Wall is lauded, on the Gate of Rhegium, in both languages. Probably the same was the case in the record of that splendid achievement put upon another gate of the fortifications—the Gate Xylo- kerkou—although the historian, owing doubtless to his ignorance of Latin, has preserved only the Greek version. But the balance inclines in favour of Greek, when, at the University of Constantinople, there are more professors attached to the studies in that language than to the studies in the tongue of the elder Rome. At the same time also, the Prefect Cyrus introduced the custom of publishing decrees in Greek instead of in Latin wooden workmanship byzantium. And along with this preference for Greek in speech, there is a marked growth of what was Greek in spirit.

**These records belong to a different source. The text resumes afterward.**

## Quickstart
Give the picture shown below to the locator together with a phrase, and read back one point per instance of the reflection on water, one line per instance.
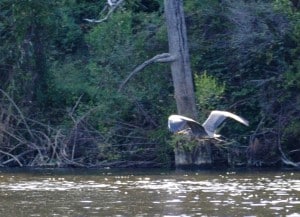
(151, 193)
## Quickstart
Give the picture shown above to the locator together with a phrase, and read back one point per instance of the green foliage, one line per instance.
(61, 70)
(208, 91)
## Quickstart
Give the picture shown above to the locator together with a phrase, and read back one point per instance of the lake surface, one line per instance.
(80, 193)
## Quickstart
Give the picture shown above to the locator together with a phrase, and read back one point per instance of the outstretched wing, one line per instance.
(215, 119)
(177, 123)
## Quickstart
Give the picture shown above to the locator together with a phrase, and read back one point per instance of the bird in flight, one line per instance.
(207, 130)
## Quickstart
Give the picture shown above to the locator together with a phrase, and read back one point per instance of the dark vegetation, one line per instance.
(60, 76)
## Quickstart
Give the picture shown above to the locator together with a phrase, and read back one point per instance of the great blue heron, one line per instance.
(207, 130)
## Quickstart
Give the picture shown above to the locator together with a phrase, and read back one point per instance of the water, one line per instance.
(149, 193)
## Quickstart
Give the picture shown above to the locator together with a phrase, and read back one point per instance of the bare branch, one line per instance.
(112, 8)
(164, 57)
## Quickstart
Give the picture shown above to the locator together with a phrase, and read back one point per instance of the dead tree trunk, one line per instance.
(183, 83)
(181, 69)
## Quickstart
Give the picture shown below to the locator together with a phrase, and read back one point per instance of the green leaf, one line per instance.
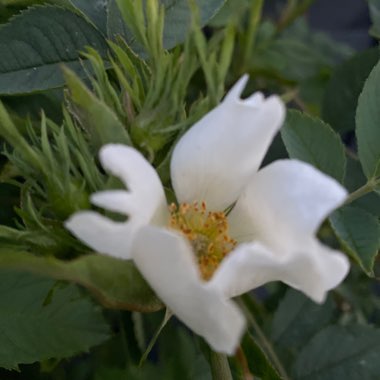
(338, 353)
(38, 324)
(115, 283)
(374, 11)
(355, 179)
(297, 319)
(178, 18)
(35, 44)
(95, 10)
(359, 232)
(101, 123)
(343, 90)
(177, 21)
(367, 124)
(258, 362)
(304, 136)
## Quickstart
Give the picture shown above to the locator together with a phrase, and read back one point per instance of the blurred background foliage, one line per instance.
(316, 54)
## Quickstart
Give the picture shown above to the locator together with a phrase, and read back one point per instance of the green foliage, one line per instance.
(303, 137)
(92, 113)
(359, 233)
(35, 44)
(39, 322)
(175, 28)
(159, 74)
(297, 320)
(258, 362)
(115, 283)
(374, 10)
(343, 90)
(337, 353)
(367, 122)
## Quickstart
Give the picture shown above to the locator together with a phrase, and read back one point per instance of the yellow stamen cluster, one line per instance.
(207, 232)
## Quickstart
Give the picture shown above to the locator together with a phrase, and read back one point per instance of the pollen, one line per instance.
(207, 232)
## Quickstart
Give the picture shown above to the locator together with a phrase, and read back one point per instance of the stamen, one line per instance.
(207, 232)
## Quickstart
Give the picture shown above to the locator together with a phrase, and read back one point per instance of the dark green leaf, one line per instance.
(101, 123)
(374, 11)
(95, 10)
(297, 319)
(35, 44)
(338, 353)
(115, 283)
(304, 136)
(359, 232)
(353, 181)
(367, 125)
(258, 362)
(177, 21)
(37, 323)
(344, 88)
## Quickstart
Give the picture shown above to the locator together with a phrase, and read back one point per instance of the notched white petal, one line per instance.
(284, 201)
(144, 201)
(101, 234)
(312, 269)
(165, 260)
(215, 158)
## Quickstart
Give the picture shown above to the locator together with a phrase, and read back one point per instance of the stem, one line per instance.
(255, 16)
(292, 10)
(266, 344)
(220, 368)
(364, 190)
(168, 315)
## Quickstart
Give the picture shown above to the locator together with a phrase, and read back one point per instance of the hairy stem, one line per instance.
(220, 368)
(364, 190)
(255, 16)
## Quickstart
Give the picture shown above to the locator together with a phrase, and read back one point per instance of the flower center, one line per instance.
(207, 232)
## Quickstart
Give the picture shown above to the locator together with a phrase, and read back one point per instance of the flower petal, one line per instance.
(167, 263)
(284, 202)
(143, 203)
(313, 269)
(215, 158)
(145, 200)
(100, 233)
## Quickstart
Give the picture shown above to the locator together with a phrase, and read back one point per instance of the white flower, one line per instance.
(268, 235)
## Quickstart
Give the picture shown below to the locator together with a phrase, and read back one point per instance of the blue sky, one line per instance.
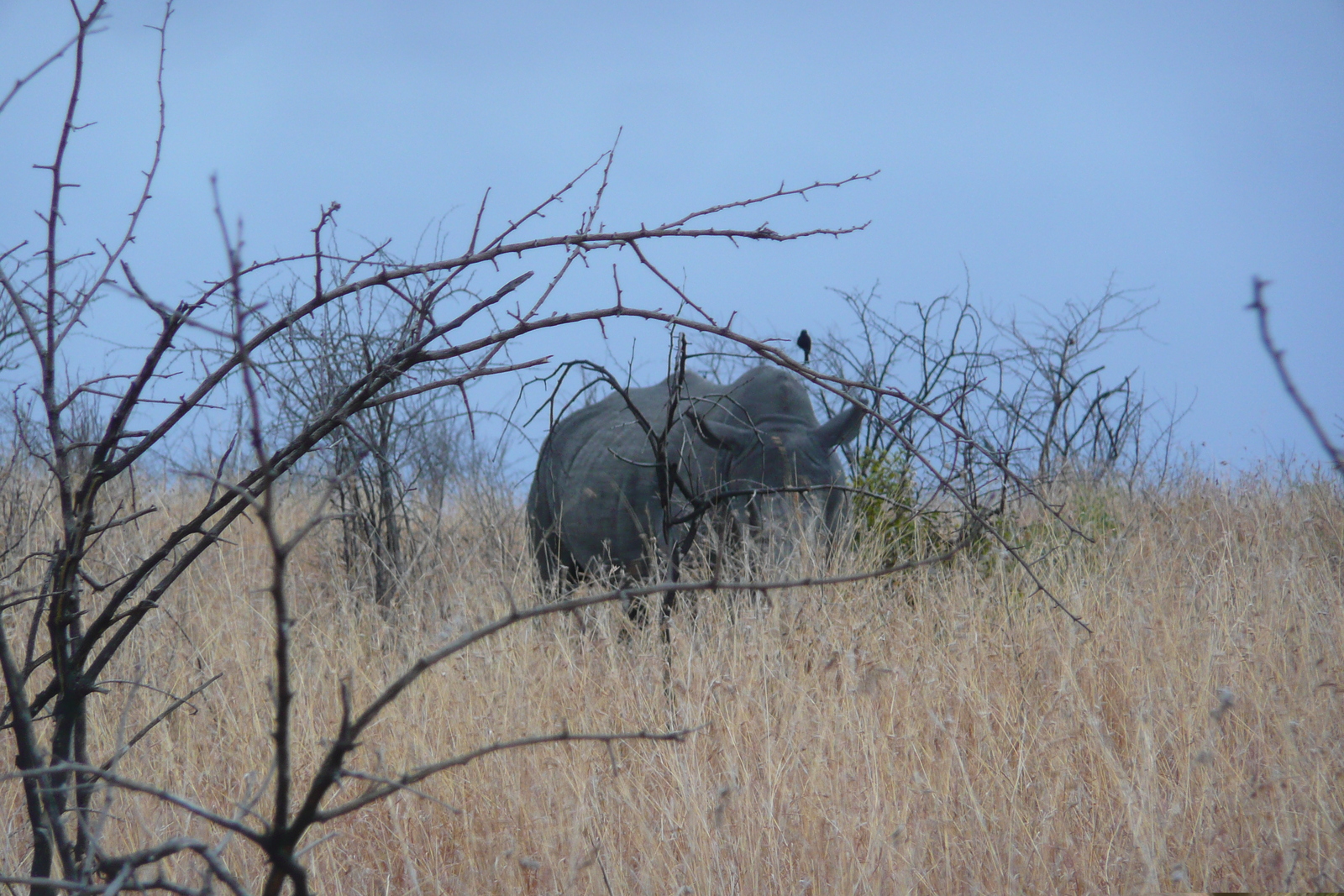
(1039, 147)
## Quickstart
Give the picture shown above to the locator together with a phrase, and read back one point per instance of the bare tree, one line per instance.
(85, 436)
(1276, 355)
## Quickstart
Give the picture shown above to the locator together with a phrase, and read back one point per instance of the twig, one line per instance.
(1277, 356)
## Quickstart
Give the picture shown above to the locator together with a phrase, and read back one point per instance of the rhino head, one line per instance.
(776, 466)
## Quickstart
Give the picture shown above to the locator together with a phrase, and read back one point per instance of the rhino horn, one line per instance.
(843, 426)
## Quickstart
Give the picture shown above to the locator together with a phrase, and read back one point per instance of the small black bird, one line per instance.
(806, 344)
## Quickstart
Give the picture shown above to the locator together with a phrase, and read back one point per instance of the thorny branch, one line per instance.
(1276, 355)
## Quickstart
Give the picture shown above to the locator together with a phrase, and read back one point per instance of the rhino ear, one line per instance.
(722, 436)
(843, 426)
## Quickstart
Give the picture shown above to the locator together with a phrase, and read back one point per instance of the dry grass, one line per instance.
(938, 734)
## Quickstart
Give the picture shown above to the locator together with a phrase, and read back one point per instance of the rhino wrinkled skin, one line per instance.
(595, 501)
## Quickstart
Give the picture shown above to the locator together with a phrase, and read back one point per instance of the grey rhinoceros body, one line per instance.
(596, 504)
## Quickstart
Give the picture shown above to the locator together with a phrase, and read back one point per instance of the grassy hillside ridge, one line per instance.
(938, 732)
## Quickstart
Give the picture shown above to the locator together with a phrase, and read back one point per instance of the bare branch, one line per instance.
(1276, 355)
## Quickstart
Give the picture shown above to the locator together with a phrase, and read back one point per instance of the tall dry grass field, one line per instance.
(938, 732)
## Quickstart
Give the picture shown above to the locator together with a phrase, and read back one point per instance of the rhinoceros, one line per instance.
(595, 504)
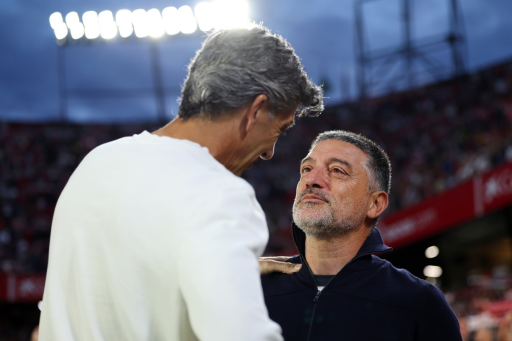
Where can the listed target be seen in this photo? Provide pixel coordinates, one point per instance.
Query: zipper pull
(317, 295)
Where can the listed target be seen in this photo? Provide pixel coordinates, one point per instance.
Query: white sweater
(153, 239)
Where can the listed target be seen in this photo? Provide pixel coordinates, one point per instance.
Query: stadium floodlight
(140, 23)
(56, 20)
(188, 23)
(92, 26)
(61, 31)
(124, 22)
(59, 27)
(206, 15)
(75, 26)
(156, 24)
(432, 252)
(204, 12)
(432, 271)
(77, 31)
(108, 27)
(171, 20)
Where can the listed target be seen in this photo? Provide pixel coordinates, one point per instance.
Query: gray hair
(378, 165)
(235, 66)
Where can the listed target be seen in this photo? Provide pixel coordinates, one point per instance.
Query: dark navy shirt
(368, 300)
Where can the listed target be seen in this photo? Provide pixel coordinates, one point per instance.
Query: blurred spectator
(436, 137)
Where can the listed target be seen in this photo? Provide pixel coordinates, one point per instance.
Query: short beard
(325, 222)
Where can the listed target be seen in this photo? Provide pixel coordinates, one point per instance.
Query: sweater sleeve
(436, 320)
(219, 272)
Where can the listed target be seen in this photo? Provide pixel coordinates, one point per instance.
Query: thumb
(269, 266)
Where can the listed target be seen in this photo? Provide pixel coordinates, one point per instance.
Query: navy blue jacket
(368, 300)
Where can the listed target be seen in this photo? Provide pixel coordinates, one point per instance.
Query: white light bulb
(92, 26)
(188, 23)
(205, 15)
(171, 20)
(432, 252)
(108, 27)
(61, 31)
(156, 24)
(432, 271)
(72, 19)
(124, 22)
(56, 19)
(140, 23)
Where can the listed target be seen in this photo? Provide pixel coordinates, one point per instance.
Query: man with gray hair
(155, 236)
(344, 292)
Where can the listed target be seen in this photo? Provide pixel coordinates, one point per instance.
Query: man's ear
(255, 111)
(378, 203)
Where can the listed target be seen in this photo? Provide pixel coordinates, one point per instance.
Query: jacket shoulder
(408, 290)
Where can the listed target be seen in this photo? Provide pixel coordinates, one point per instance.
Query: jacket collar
(373, 243)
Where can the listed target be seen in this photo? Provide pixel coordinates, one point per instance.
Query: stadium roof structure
(414, 61)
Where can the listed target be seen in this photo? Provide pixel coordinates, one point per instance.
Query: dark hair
(378, 164)
(235, 66)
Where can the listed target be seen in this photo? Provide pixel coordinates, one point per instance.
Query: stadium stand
(437, 137)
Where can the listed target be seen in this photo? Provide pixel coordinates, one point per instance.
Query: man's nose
(315, 178)
(267, 155)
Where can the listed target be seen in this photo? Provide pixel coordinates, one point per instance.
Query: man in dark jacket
(343, 291)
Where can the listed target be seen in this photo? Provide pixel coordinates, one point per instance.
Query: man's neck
(328, 257)
(214, 135)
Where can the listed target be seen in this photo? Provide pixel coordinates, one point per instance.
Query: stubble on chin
(324, 220)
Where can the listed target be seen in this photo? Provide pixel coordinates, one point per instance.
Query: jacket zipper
(317, 296)
(315, 300)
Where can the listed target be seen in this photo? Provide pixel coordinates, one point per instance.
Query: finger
(277, 258)
(269, 266)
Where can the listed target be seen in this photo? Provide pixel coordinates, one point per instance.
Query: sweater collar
(373, 243)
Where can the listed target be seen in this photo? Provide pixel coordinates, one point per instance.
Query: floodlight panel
(171, 20)
(72, 19)
(205, 15)
(77, 31)
(188, 23)
(56, 20)
(155, 23)
(90, 18)
(61, 31)
(140, 23)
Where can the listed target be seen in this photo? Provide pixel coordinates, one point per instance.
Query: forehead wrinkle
(343, 162)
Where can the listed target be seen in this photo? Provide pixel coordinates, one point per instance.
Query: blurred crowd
(436, 136)
(484, 307)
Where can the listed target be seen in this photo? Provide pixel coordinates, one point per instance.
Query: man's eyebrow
(309, 158)
(343, 162)
(287, 126)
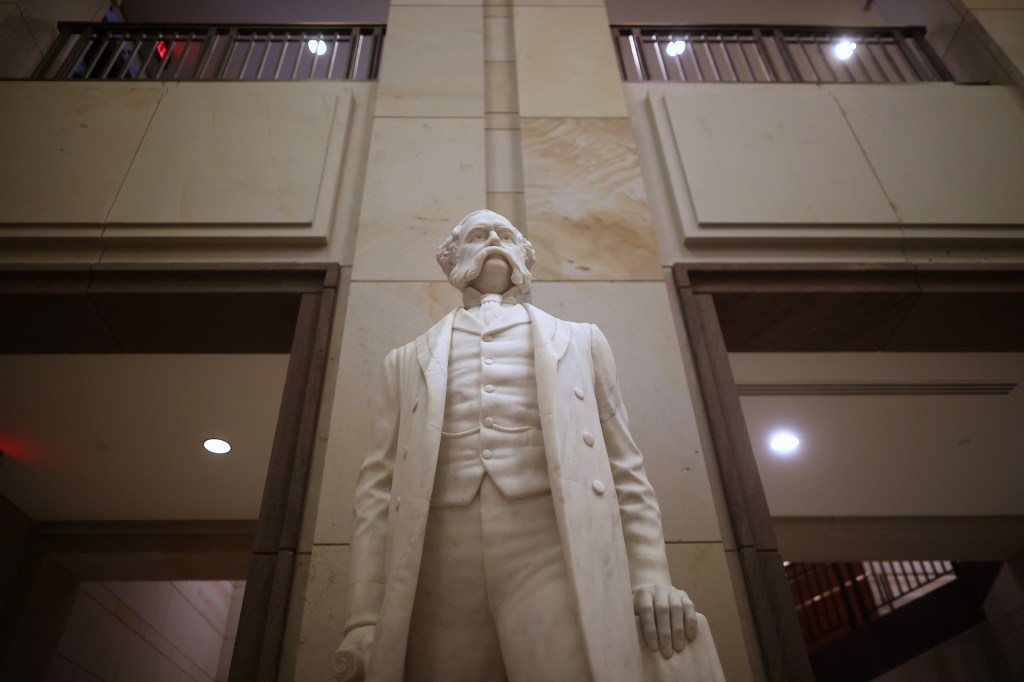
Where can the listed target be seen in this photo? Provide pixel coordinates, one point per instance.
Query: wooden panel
(252, 621)
(817, 322)
(286, 439)
(962, 323)
(200, 323)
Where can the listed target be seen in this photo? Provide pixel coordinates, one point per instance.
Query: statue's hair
(448, 252)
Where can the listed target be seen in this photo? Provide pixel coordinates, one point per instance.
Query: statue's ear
(529, 253)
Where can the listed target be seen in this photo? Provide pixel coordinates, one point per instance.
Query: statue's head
(481, 237)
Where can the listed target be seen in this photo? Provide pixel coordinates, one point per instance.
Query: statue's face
(481, 237)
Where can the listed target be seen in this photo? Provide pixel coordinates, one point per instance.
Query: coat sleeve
(373, 497)
(637, 504)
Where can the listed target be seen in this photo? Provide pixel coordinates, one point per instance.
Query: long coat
(607, 516)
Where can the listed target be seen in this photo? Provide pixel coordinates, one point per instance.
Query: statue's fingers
(663, 616)
(678, 622)
(690, 617)
(643, 605)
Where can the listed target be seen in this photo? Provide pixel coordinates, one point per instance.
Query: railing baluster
(184, 55)
(267, 42)
(298, 55)
(249, 53)
(766, 62)
(334, 55)
(230, 40)
(209, 46)
(747, 59)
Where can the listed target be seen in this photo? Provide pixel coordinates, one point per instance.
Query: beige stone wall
(139, 632)
(848, 173)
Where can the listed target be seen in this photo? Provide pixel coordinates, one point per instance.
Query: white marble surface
(501, 94)
(380, 316)
(1006, 27)
(636, 320)
(701, 570)
(432, 62)
(421, 176)
(776, 155)
(958, 157)
(498, 45)
(325, 611)
(504, 161)
(233, 155)
(586, 205)
(65, 151)
(566, 64)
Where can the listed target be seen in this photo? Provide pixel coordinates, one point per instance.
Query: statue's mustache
(469, 271)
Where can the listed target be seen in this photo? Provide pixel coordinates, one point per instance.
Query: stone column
(425, 169)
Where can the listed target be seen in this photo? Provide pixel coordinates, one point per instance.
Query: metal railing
(776, 54)
(212, 52)
(832, 599)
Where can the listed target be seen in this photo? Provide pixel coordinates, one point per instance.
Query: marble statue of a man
(505, 527)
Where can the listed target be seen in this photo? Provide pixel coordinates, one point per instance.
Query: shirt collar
(471, 297)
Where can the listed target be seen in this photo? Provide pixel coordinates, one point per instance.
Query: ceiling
(919, 444)
(120, 436)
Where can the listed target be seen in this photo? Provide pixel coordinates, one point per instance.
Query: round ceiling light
(217, 446)
(783, 442)
(675, 48)
(844, 49)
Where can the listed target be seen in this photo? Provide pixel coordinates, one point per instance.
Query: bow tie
(472, 298)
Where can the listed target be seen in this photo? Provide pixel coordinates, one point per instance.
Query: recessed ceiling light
(783, 442)
(217, 446)
(844, 49)
(675, 48)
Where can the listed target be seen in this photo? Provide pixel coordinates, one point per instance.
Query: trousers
(494, 601)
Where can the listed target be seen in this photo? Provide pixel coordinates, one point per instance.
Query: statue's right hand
(348, 663)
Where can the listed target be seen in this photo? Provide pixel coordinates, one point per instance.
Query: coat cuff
(648, 569)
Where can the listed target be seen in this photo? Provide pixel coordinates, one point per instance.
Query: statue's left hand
(668, 617)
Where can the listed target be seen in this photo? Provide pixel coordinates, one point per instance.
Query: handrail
(88, 50)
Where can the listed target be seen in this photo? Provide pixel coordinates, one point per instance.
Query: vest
(492, 421)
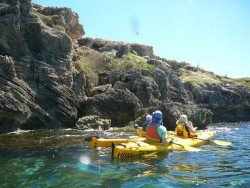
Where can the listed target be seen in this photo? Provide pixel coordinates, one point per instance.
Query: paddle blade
(221, 143)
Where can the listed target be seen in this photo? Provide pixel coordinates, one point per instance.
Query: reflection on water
(62, 159)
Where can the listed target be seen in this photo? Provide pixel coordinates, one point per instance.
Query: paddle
(188, 148)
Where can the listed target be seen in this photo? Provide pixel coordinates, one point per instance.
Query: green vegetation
(199, 78)
(92, 62)
(243, 81)
(50, 20)
(129, 63)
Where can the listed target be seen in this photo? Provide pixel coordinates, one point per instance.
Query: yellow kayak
(130, 149)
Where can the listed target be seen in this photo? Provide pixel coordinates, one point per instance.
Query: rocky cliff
(40, 87)
(50, 77)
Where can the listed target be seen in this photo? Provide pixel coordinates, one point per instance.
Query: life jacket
(151, 133)
(182, 131)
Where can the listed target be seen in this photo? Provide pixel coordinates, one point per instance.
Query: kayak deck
(130, 149)
(139, 145)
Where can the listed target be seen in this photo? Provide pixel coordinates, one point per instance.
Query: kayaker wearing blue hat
(156, 131)
(147, 122)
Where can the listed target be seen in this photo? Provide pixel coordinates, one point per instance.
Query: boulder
(93, 122)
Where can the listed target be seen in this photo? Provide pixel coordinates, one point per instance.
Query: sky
(211, 34)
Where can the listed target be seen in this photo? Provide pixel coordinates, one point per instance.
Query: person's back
(147, 122)
(184, 128)
(156, 131)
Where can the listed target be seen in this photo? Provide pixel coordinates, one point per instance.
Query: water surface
(62, 159)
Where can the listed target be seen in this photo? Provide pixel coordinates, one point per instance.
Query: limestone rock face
(121, 106)
(40, 88)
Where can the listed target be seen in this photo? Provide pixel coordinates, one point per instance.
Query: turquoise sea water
(62, 159)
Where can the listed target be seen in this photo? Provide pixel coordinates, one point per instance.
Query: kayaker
(185, 128)
(147, 122)
(156, 131)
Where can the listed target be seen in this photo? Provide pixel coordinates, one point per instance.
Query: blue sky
(211, 34)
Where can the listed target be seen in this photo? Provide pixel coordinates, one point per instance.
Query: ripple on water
(67, 164)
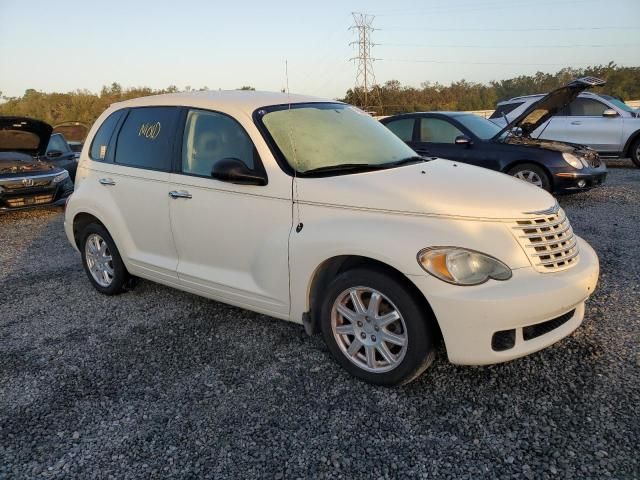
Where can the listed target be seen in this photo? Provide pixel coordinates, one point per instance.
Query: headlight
(572, 160)
(461, 266)
(61, 177)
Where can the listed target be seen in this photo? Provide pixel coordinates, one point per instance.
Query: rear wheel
(375, 329)
(532, 173)
(101, 260)
(635, 152)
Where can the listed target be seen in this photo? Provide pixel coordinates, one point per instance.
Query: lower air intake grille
(539, 329)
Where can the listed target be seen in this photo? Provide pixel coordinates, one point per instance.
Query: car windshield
(481, 127)
(619, 103)
(332, 136)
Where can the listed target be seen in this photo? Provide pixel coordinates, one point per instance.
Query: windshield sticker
(149, 130)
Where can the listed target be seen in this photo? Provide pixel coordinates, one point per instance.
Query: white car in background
(602, 122)
(311, 211)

Goverment of Constantinople
Thus in the relations between the Empire and Persia, as well as in the relations between the Empire and the barbarians, the Goverment of Constantinople depends now for success rather upon the devices of diplomacy than upon the force of arms. The negotiations between the Court of Theodosius II. and Attila are a remarkable chapter in the history of the diplomatic art—not of the noblest character. When Marcian replied to the demand of Attila for an increase of the tribute paid to the chief of the Huns by the Government of Constantinople, in the haughty terms, "We give gold to our friends, and steel to our enemies," words were spoken that had become somewhat unfamiliar, while the first Greek Emperor, as Theodosius II. has been styled, sat upon the throne.
Furthermore, it is the Greek spirit, not the Roman, that appears in the theological speculations of the Eastern Church, in the stress laid on correct thinking, and in the philosophical development of Christian dogma. After making every allowance for the vast difference between the splendid genius of Ancient Greece and the mental life that flourished in New Rome, it does not seem too much to say, that the old intellectual temperament of Hellas survived and prevailed in the capital of the East There was undoubtedly, at all times, enough and to spare of ignorance, superstition, and narrowmindedness in Constantinople but no period in the history of the Byzantine world quite corresponds to the Dark Ages in Western Europe. As in the Parthenon on the Acropolis of the city with the violet crown, so, under the dome of S. Sophia, beside the blue waters of the Bosporus, men agreed that the highest attribute of the Divine, and the ideal of human attainment, is Wisdom.